Francofolies de Spa 2011: Raphaël

© Frédéric Pauwels

Raphaël est simplement le mec qui succède à Bashung/Christophe, perchant au patrimoine public grâce à ses tubes mais avec un sens du panache qui l’emmène loin des somnifères du succès.

Raphaël arrive en scène dans un manteau vieille Russie plus tsar que star. Attendu par des rangées de filles aux dents porcelaines et un ciel parsemé de caries. Chaud et froid, comme la critique rock confondant un peu trop les mièvreries crétines du Top 50 avec les douleurs intraveineuses de l’amour, telles que chantées par le Français né en 1975. En une poignée d’albums, Raphaël a taillé dans une matière imbriquant l’héritage de Ferré et de Bowie, y rajoutant ses propres obsessions génétiques de musiques juives, slaves, argentines, naturellement portées au spleen. Raphaël est simplement le mec qui succède à Bashung/Christophe, perchant au patrimoine public grâce à ses tubes mais avec un sens du panache qui l’emmène loin des somnifères du succès. Et c’est exactement ce que son concert spadois du samedi soir insinue, en démarrant sec sur Terminal 2B, extrait de l’album sorti en 2010: la chose crisse et hérisse sur des mélancolies chavirées par un son de rebouteux.

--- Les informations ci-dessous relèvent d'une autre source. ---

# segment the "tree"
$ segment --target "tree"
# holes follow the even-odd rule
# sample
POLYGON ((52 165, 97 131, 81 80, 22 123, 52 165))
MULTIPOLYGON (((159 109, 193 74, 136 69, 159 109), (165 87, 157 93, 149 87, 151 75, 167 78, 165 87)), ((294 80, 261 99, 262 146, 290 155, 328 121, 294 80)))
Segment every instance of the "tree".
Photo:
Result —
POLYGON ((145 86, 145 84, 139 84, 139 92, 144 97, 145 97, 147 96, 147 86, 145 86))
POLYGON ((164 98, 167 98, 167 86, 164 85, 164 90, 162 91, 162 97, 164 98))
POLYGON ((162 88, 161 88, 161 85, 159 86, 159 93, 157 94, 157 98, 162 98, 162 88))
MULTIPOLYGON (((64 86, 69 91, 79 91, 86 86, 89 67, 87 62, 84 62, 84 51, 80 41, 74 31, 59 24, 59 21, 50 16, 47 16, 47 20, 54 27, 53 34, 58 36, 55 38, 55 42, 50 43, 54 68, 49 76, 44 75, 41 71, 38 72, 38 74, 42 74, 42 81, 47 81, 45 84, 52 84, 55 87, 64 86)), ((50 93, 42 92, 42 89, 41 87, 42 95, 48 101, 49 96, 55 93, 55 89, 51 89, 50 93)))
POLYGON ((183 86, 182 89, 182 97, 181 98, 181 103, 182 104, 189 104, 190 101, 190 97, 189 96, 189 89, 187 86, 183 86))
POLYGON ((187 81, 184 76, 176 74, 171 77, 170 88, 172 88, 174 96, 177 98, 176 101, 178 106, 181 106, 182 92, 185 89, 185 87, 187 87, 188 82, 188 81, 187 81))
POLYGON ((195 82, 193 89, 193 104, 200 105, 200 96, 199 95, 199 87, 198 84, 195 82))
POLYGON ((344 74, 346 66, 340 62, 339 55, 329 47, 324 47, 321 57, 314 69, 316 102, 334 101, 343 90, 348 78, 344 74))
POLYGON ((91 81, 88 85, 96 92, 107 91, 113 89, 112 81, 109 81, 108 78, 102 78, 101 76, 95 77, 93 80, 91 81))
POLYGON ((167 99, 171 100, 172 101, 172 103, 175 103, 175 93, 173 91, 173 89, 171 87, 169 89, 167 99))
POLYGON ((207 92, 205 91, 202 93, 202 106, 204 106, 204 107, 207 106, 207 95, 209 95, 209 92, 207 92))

Le côté traficoté-organique, Raphaël le pratique à la première personne: jouant aussi du theremin -vieil instru électronique- placé devant lui. Il en sort des zouin-zouin bizarroïdes qui vont directement perforer les nuages gris de Spa. Résultat, il pleut sur ses classiques revisités, Caravane prend des couleurs flamenco et Dans 150 ans télescope un fulgurant ralenti émotionnel. Tout cela bénéficie de cinq instrumentistes brillants où l’on remarque une pianiste-violoncelliste aussi jolie que stoïque -cf. sa tenue légère eu égard au frais ambiant- et Yan Péchin aux guitares. Celui-là fout des embouteillages dans les grandes avenues a priori claires de Raphaël, consumme la pedal-steel guitar, se lâche dans des morsures six cordes qui percutent L’espace Schengen ou une monumentale version de Sur la route, l’un des trois titres du rappel. Péchin, ce ne sera pas un hasard, était le guitariste de Bashung.

Revenant finalement seul, en tee-shirt blanc montrant des séances de muscu, Raphaël fait frémir une boîte à rythmes et sa guitare acoustique (nettement amplifiée), la frôle et la brusque, sur une reprise cathartique d’Osez Joséphine d’Alain B justement. Montrant combien cette filiation, il la mérite, la transcende, la fait revivre à sa façon. On sera au concert du 14 août au Brussels Summer Festival. C’est tout dire.